If the point of spending millions on a Superbowl ad is to get people talking about your company, German car maker Audi has hit the bullseye. Its “Green Police” ad (in which citizens are arrested in their homes and backyards for violating eco regulations) is being discussed across the political spectrum.
Beauty, as they say, is in the eye of the beholder – and the responses to last night’s Audi ad reveal a great deal about our worldviews and our values.
Scott Cooney, who writes for TriplePundit.com, is a vegetarian green entrepreneur who thinks communal meals and shared organic gardening add up to a good time. He says the Audi spot was “yet another perhaps well-intentioned ad that casts environmentalists, frankly, as wack-jobs.”
Yeah, that happens all the time, doesn’t it? I mean, I can’t go anywhere without bumping into an advert in which greens are belittled by businesses trying to sell stuff.
Cooney thinks this one-minute spot was “offensive” and so effective that “Middle America just took another unneeded step away from feeling that sustainability is cool, easy, and normal.”
Adam Siegel, the author of the Get Energy Smart! NOW! blog, accuses Audi of airing the “most environmentally unfriendly Superbowl ad.” This gent lives in a humorless world of “environmentally-sensible communications” and “Dorito ads that are far from environmentally friendly.”
Quelle surprise that he regards the Audi ad as “offensive and counterproductive on many levels.” He’s annoyed that it links “‘going green’…[with] heading toward a police state” and declares it “a very destructive perspective.”
Although this would be a perfect opportunity for him to declare his own allegiance to both the environment and personal liberty, he instead implies that the only people who worry about “threats to civil liberty” are militant conservatives who want to “undermine public support for serious action to address America’s oil dependency” yadda, yadda.
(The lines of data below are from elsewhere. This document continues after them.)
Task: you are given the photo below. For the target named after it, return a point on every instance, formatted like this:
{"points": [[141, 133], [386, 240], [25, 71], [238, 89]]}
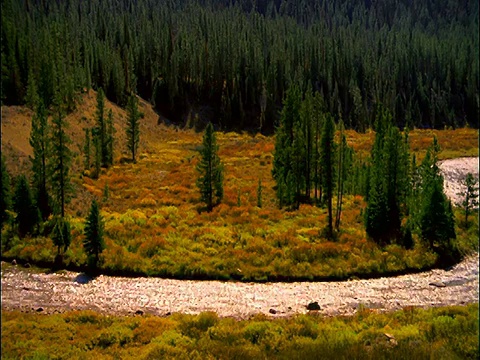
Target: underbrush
{"points": [[411, 333], [154, 225]]}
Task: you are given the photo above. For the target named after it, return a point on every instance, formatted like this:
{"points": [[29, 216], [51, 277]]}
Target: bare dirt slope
{"points": [[454, 172], [16, 127]]}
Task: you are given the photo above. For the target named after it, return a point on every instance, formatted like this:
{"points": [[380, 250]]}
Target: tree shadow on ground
{"points": [[84, 278]]}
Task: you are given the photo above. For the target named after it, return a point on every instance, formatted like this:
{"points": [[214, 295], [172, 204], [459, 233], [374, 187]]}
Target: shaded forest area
{"points": [[231, 62]]}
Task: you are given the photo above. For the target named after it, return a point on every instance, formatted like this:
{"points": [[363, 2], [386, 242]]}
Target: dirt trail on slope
{"points": [[454, 172], [27, 290]]}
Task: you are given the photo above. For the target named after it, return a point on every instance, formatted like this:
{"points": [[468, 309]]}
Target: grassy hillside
{"points": [[153, 221], [411, 333]]}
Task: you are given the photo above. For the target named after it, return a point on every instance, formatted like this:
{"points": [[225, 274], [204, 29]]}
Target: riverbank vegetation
{"points": [[413, 333], [154, 224]]}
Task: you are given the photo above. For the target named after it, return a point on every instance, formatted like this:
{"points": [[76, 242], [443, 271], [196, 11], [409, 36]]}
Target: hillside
{"points": [[153, 224]]}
The New York Times, meanwhile, is dismissive “This misguided spot put the ‘mental’ in ‘environmental,'” sniffs Stuart Elliott. Over at the Wall Street Journal, the Audi ad has so far received the most votes for best Superbowl ad 2010 and the most votes for the worst one.
At libertarian Reason.com, editor-in-chief Nick Gillespie says the ad presents a “vision of a future that is almost the present.” His readers, meanwhile, declare that they “won’t be lectured to by loons,” that the ad is “Hilarious, creepy and upbeat all at the same time,” that “it came across as endorsing crazy greenishness,” and that “the people I watched it with (all lefties) loved it.” Notes another: “after a few brews it was a bit tricky to pick up on irony.”
And then there’s Bob Ellis, the owner of DakotaVoice.com, which examines “issues of interest to conservatives and Christians.” He declares the Audi ad “downright offensive and not the least bit funny.” He talks about “enviro-idiots,” “green wackos,” “greenies,” “earth-worshipping morons,” “socialists” and “fascism.” He also manages to fit it in a reference to an “animal rights wacko.”
In his opinion, the Audi ad “is presented with too much seriousness to be taken any other way than as approval of…[green] Gestapo tactics.” Nevertheless, four paragraphs later, he admits that its creators have “unintentionally done real people a service here” by portraying a possible nightmare future. By the last line, he can’t decide whether he wants to slap Audi or thank them.
So what would Jesus do? Call people who disagree with him a few more names?